MITTWOCH(à Serge qui redescend. )
Je me suis toujours intéressé, beaucoup à Paulette. C'est moi qui l'ai faite, pas vrai ?

PAULETTE
C'est vrai

MITTWOCH
Elle était dactylographe, elle était jeune et jolie, alors je l'ai lancée.

SERGE
Vous !

MITTWOCH
Oui, je fais toujours ça, je les cherche dans la fleur, je les nippe, je les lance et alors une fois lancée, n'est-ce pas, on trouve toujours un imbécile pour les prendre avec vous.

SERGE
Je vous remercie, monsieur Mittwoch.

MITTWOCH
Oh ! les présents sont toujours exceptés. (A Paulette.)
Alors donc, voilà ! j'ai quelqu'un pour toi.

PAULETTE
Pour moi ?

SERGE(se levant avec un geste d'humeur. )
Monsieur Mittwoch….je vous en prie !

MITTWOCH
Eh ! bien quoi, puisque c'est fini ; vous deux ! Vous pensez qu'elle va redevenir vierge ? Il faut être philosophe.

SERGE
C'est possible, mais devant moi…

MITTWOCH
Qu'est-ce que ça peut vous faire… Ah ! si vous auriez, encore été ensemble, certes, jamais je ne me serais permis… j'aurais attendu que nous soyons seuls.
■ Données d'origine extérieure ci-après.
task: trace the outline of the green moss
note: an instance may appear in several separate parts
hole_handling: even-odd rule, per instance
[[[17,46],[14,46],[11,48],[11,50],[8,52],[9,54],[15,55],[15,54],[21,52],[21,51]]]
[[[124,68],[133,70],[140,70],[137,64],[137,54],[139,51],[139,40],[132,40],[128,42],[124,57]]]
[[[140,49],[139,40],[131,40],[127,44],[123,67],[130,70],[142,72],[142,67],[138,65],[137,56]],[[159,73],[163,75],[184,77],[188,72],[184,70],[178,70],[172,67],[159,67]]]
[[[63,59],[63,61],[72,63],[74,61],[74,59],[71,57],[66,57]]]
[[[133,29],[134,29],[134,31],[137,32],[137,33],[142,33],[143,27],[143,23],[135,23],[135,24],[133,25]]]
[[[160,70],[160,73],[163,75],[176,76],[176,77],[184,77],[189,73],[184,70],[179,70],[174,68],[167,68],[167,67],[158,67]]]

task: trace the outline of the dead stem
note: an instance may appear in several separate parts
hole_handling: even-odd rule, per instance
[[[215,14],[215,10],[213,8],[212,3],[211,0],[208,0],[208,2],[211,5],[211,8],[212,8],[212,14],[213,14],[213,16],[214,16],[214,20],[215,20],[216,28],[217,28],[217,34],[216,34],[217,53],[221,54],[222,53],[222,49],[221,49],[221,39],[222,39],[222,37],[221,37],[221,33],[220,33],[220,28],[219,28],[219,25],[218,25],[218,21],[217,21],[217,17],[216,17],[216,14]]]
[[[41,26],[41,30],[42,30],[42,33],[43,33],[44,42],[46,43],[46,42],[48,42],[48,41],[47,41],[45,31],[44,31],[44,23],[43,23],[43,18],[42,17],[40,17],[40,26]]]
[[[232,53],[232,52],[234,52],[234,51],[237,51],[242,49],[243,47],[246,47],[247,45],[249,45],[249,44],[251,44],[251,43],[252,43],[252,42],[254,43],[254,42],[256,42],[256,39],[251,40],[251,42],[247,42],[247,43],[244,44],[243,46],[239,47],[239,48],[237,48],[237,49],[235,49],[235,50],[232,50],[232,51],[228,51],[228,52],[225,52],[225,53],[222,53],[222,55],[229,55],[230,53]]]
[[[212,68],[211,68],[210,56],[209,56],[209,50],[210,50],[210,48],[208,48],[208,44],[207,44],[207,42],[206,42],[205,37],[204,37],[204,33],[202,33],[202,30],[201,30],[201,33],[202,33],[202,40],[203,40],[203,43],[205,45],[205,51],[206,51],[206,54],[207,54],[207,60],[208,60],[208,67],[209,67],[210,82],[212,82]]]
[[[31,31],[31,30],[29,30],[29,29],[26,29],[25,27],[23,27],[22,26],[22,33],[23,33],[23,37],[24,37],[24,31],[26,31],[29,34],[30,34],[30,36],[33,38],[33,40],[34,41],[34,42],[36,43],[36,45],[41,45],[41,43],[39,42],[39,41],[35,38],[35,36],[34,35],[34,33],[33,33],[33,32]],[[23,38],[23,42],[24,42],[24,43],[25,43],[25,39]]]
Mais maintenant…

SERGE(vexé. )
C'est juste ! allez ! allez ! vous avez raison.

PAULETTE
Voyons, mon petit, tu dois pourtant bien comprendre certaines choses… Tu n'aimes pas mieux que j'agisse carrément, nettement devant toi, plutôt que d'aller en cachette… comme avant ! Est-ce que ce n'est pas te donner une preuve d'amour ?

SERGE
Mais oui, mais oui.

MITTWOCH
Eh bien voilà ! Je disais j'ai quelqu'un pour toi. Il s'agit d'un personnage très considérable, parce qu'enfin on dit toujours, mon tripot, mon claquedents, la belle Hellène, n'empêche qu'il y vient les plus grosses notabilités. Celui-là, alors, c'est le summum ! Il doit déjà deux cent quarante mille francs à la caisse, c'est te dire…

PAULETTE
Deux cent quarante mille francs ?

MITTWOCH
Mais ce n'est pas assez ! nous serions très embêtés s'il nous réglait et se tirait des pattes. Alors j'ai pensé à une chose.

PAULETTE
Ah ! quoi ?

MITTWOCH
Le duc, l'autre jour, t'a remarquée à la dernière réunion d'Auteuil.

PAULETTE
Le duc ! quel duc ?

MITTWOCH
Ah ! c'est vrai, au fait ! Tiens-toi bien, c'est bombardant. Il s'agit du duc don Fernando de Grenade, riche, 20 ans, cousin germain du roi, d'Espagne.

PAULETTE
Non !

MITTWOCH
Un peu mon neveu ! et candidat éventuel au trône dans le cas où la branche actuelle disparaîtrait.

SERGE
Oh, ben ! ça !

MITTWOCH
Je crois que c'est pas de l'eau de cuvette, comme on dit… Eh ! bien, si tu veux, ça ne dépend que de toi.

PAULETTE
Le cousin du Roi d'Espagne.

MITTWOCH
Il viendra après le déjeuner prendre le café avec nous.

PAULETTE
Avec nous ! Mon Dieu, et j'ai pas de trône… Oh !

MITTWOCH
Laisse donc ! pourvu que tu aies du café… D'ailleurs, je serai là, et c'est un peu pour ça que j'ai amené le prince Actinescu… Il a l'habitude des cours, tout ça c'est cousin et compagnie.